The language of your browser (Note: usually the HTTP request will also contain a list of preferred languages for the page you request. However this list is user editable in the prefs of many browser, while JS can actually find out what the language translation your browser is using in the interface)
If your browser auto fills form fields (e.g. e-mail, username, etc.), JS can actually already read what your browser entered into the fields before you submitted the form (thus it can even read what your browser pre-filled there, even if you never submit the form at all).
A Java applet could also gather some information and transmit it, though there is not much information you wouldn't already get elsewhere. Since it's easy to get the IP of a visitor, it's possible to find out which online service he's using (looking up the IP at address services like IANA for USA or RIPE for Europe and so on) and there are services that translate IPs to country, so it's possible to find out where the user most likely is currently located.
Some additional info, that might be of interest:
Using the ip address, one can resolve the hostname, net provider / organization the IP belongs to, and rough geographic location.
Using the referer, the list of queries a specified client makes, and a reliable cookie mechanism, one can resolve the path the visitor makes (even clickthroughs to other sides, with AJAX and/or a forwarder page)
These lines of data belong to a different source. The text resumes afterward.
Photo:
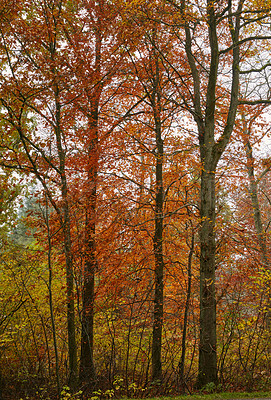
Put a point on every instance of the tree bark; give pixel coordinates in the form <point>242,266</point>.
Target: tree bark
<point>155,99</point>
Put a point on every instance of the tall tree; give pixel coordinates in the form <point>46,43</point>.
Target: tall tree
<point>224,32</point>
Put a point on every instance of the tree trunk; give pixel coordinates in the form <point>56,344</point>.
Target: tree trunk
<point>87,369</point>
<point>159,267</point>
<point>155,98</point>
<point>207,349</point>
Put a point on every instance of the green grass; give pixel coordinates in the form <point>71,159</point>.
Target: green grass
<point>219,396</point>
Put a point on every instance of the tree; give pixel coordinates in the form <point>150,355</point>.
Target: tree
<point>213,104</point>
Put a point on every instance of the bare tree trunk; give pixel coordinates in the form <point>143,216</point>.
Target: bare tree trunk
<point>253,191</point>
<point>186,309</point>
<point>159,217</point>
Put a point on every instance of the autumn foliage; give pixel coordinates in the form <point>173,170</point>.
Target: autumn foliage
<point>135,197</point>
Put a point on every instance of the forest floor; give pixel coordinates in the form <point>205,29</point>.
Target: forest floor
<point>221,396</point>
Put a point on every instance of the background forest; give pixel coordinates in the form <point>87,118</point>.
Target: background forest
<point>135,196</point>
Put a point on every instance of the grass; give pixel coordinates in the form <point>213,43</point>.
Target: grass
<point>219,396</point>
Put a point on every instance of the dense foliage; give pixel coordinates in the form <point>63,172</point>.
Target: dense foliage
<point>135,197</point>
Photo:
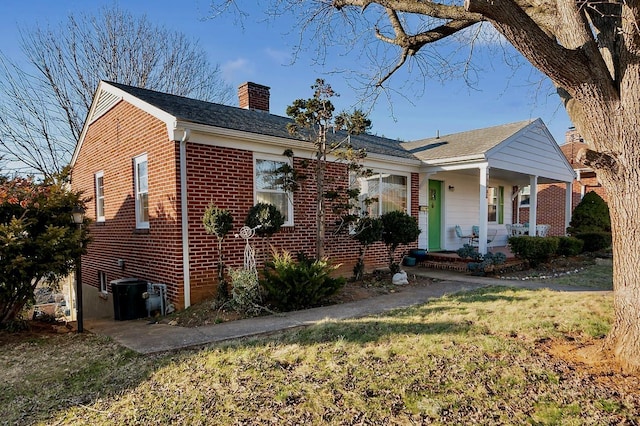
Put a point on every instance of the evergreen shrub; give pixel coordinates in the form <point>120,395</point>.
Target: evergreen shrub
<point>535,250</point>
<point>595,241</point>
<point>297,284</point>
<point>569,246</point>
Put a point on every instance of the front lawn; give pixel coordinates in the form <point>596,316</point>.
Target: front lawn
<point>492,356</point>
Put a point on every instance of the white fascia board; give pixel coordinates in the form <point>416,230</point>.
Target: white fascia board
<point>465,162</point>
<point>255,142</point>
<point>452,167</point>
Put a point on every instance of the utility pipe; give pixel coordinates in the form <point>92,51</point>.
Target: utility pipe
<point>184,214</point>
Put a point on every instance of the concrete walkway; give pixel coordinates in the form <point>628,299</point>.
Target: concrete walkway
<point>146,338</point>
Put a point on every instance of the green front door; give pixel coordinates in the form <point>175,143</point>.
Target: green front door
<point>435,214</point>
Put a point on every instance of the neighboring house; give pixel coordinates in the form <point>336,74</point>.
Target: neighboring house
<point>152,162</point>
<point>551,196</point>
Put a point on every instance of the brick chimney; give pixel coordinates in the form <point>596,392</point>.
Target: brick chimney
<point>253,96</point>
<point>572,135</point>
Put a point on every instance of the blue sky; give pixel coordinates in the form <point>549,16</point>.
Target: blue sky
<point>262,51</point>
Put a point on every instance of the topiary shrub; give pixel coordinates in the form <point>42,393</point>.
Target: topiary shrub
<point>291,284</point>
<point>595,241</point>
<point>569,246</point>
<point>535,250</point>
<point>398,228</point>
<point>218,222</point>
<point>590,215</point>
<point>266,219</point>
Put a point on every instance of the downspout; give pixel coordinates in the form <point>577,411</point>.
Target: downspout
<point>184,214</point>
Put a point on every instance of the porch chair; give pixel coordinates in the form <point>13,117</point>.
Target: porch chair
<point>491,235</point>
<point>542,230</point>
<point>462,236</point>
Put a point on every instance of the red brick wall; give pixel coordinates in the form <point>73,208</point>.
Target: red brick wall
<point>223,176</point>
<point>551,201</point>
<point>110,145</point>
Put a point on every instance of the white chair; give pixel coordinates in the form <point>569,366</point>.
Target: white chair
<point>491,235</point>
<point>462,235</point>
<point>542,230</point>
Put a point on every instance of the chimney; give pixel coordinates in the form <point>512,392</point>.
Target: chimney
<point>253,96</point>
<point>572,135</point>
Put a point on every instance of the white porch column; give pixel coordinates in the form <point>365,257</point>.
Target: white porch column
<point>568,205</point>
<point>533,204</point>
<point>423,218</point>
<point>484,209</point>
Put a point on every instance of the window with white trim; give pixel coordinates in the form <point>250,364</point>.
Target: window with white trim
<point>385,193</point>
<point>524,196</point>
<point>269,190</point>
<point>141,176</point>
<point>100,197</point>
<point>102,280</point>
<point>495,202</point>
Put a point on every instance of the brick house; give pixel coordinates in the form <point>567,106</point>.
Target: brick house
<point>551,196</point>
<point>152,162</point>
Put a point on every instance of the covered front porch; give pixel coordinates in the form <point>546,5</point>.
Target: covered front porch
<point>471,179</point>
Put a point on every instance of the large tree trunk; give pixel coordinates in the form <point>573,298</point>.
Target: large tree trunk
<point>624,204</point>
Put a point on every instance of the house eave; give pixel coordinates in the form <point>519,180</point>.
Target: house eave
<point>300,147</point>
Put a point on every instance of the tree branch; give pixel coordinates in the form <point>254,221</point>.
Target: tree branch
<point>567,68</point>
<point>427,8</point>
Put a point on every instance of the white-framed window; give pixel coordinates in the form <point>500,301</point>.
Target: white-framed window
<point>524,196</point>
<point>386,192</point>
<point>102,281</point>
<point>141,177</point>
<point>100,197</point>
<point>268,189</point>
<point>495,201</point>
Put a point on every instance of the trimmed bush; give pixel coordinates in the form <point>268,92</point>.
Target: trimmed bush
<point>569,246</point>
<point>481,264</point>
<point>595,241</point>
<point>245,291</point>
<point>590,215</point>
<point>398,228</point>
<point>300,284</point>
<point>535,250</point>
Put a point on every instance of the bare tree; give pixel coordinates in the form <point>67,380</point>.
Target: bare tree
<point>43,106</point>
<point>590,51</point>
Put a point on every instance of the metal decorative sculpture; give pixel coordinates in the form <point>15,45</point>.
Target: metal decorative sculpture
<point>249,253</point>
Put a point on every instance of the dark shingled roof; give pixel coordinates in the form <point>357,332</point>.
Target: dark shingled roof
<point>259,122</point>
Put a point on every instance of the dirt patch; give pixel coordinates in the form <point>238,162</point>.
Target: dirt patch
<point>35,329</point>
<point>556,267</point>
<point>209,312</point>
<point>596,363</point>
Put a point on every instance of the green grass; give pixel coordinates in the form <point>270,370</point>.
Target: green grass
<point>470,358</point>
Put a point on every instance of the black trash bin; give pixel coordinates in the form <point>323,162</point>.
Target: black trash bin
<point>128,303</point>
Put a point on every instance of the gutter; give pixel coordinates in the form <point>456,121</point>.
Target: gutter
<point>184,214</point>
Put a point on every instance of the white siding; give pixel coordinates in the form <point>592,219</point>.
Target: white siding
<point>461,207</point>
<point>534,152</point>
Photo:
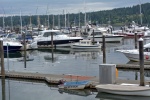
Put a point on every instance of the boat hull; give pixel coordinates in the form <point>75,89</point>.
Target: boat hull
<point>124,90</point>
<point>133,55</point>
<point>85,46</point>
<point>108,39</point>
<point>57,43</point>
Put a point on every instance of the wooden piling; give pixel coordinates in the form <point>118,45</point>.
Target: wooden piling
<point>141,58</point>
<point>135,39</point>
<point>93,38</point>
<point>52,44</point>
<point>2,59</point>
<point>104,50</point>
<point>3,88</point>
<point>25,55</point>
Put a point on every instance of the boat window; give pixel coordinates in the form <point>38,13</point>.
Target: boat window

Using flash, with a combination of AJAX, the mouse location within the browsing window can be captured
The User Agent might contain information regarding operation system, installed .NET frameworks, and other curiosities
.NET framework versions are transmitted in IE, in the User Agent.
Flash can give you a list of fonts on the user's machine among other things. Javascript can send information when the mouse stops over an ad without clicking it. You can also get the window size, whether the site is open in a frame, if popups or specific plugins have been blocked, looking for Javascript features can tell if the user agent header is correct or faked...
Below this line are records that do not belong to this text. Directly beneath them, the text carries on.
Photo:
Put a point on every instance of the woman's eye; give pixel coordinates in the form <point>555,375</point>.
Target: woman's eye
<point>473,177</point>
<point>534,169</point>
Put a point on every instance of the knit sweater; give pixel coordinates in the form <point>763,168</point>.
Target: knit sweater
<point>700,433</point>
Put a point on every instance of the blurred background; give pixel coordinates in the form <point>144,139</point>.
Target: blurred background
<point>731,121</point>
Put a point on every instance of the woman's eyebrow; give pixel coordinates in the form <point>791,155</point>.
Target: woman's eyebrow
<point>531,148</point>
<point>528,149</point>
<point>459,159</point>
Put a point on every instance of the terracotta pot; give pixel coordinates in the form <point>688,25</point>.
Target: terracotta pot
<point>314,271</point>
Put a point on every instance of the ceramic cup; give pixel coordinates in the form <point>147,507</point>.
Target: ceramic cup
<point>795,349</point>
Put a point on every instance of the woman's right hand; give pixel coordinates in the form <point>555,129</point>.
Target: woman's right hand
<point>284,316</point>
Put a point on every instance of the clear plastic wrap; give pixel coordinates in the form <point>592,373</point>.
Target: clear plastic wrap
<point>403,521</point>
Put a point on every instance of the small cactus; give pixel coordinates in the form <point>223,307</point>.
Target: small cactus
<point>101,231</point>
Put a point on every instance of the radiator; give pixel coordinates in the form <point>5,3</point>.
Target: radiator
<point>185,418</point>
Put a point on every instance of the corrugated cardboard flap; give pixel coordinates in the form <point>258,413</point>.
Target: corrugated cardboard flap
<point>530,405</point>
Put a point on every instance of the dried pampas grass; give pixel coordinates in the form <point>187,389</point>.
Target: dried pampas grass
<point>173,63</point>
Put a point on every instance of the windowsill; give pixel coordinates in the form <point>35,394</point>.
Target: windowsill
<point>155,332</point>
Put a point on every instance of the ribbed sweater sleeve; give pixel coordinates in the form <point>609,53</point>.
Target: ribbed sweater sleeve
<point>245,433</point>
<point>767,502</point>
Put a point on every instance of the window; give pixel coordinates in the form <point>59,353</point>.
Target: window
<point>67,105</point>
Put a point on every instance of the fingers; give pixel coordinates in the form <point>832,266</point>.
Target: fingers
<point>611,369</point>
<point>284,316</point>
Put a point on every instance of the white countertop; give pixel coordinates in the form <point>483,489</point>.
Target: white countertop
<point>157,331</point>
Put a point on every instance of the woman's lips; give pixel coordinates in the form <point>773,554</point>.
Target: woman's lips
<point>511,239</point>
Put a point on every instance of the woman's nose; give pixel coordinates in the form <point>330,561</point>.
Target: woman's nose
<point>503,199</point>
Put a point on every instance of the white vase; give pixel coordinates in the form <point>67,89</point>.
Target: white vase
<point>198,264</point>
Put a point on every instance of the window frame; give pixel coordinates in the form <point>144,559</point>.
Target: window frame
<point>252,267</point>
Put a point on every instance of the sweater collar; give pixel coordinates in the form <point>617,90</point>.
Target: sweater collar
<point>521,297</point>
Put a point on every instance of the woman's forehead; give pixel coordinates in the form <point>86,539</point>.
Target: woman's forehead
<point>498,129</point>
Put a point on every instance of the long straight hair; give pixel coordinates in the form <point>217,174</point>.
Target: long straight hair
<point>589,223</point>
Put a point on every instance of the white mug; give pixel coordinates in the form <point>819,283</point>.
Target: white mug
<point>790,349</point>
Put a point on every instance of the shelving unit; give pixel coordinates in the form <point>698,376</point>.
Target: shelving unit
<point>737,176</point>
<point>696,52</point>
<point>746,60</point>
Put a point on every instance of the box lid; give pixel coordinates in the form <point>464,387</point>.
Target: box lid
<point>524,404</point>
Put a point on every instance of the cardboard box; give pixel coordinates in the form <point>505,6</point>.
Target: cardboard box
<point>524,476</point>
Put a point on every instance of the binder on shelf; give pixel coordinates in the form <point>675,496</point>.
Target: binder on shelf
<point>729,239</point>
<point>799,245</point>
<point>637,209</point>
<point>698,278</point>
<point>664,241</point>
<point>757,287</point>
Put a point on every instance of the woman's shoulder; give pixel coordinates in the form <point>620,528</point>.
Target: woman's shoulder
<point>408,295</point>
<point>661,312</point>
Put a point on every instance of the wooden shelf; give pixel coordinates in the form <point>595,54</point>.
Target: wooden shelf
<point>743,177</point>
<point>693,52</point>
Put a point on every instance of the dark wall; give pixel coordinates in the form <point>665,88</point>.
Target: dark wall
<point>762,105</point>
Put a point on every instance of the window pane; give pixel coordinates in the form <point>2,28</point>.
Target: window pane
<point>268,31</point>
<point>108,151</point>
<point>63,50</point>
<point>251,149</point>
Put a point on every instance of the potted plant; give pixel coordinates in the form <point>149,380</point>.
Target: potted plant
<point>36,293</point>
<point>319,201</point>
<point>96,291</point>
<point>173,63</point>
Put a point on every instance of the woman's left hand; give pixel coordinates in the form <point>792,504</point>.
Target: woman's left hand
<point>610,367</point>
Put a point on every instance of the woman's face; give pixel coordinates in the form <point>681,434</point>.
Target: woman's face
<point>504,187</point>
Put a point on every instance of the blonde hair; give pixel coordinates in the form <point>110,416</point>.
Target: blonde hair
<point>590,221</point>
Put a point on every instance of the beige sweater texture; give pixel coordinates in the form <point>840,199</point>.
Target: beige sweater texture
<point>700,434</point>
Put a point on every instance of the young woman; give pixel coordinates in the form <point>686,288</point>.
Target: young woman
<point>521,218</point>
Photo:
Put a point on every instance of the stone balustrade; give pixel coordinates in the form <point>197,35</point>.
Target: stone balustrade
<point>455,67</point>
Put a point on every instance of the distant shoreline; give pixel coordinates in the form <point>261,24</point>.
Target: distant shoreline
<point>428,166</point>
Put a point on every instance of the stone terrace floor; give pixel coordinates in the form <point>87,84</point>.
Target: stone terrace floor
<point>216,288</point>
If you're concerned about your personal security (I'm not sure if that's what you're really getting after, so my apologies if this is misguided), you can always use a Tor network. If you use Firefox, you can use Torbutton for one click enabling. It has the benefit (drawback, to some), of disabling Flash because it's otherwise impossible to protect against Flash information leaks.
You can usually determine which language the user speaks through the Accept-Language HTTP header.
You can determine whether certain applications and browser plugins are installed by looking at the Accept HTTP header.
Browser version/patchlevel and .NET framework version through the User-Agent HTTP header.
Your ISP/Employer and geographical location through IP address.
Whether or not you have visited particular URLs through CSS and/or timing load events. If a particular website has user-specific URIs, this could disclose whether you are a certain user on that site or not.
Which fonts are available through measuring ems and/or Flash.
Screen resolution, window size, timezone through JavaScript.
Where you move your mouse and keystrokes through JavaScript. For instance, you can see what people type into text boxes even if they don't hit submit.
Many UserJS/Greasemonkey scripts leak information (e.g. if you filter out certain people, the sites it is configured for may be able to find out who).
Can the browser support JS
Can the browser support flash
Operating system platform
Screen resolution
Supports CSS
Supports tables
I need to dig up the link, but if the user is using IE, with common software titles installed, determining which ones are installed is possible.
As far as I know, it's possible to get clipboard data via javascript. Not sure how possible it is by default these days, but it was all the rage not long ago. I do believe IE still allows it.
People have a habit of leaving very important data in their clipboard, so this is pretty bad.
late to the party here, the website can also scan your ports, to find what software you are running!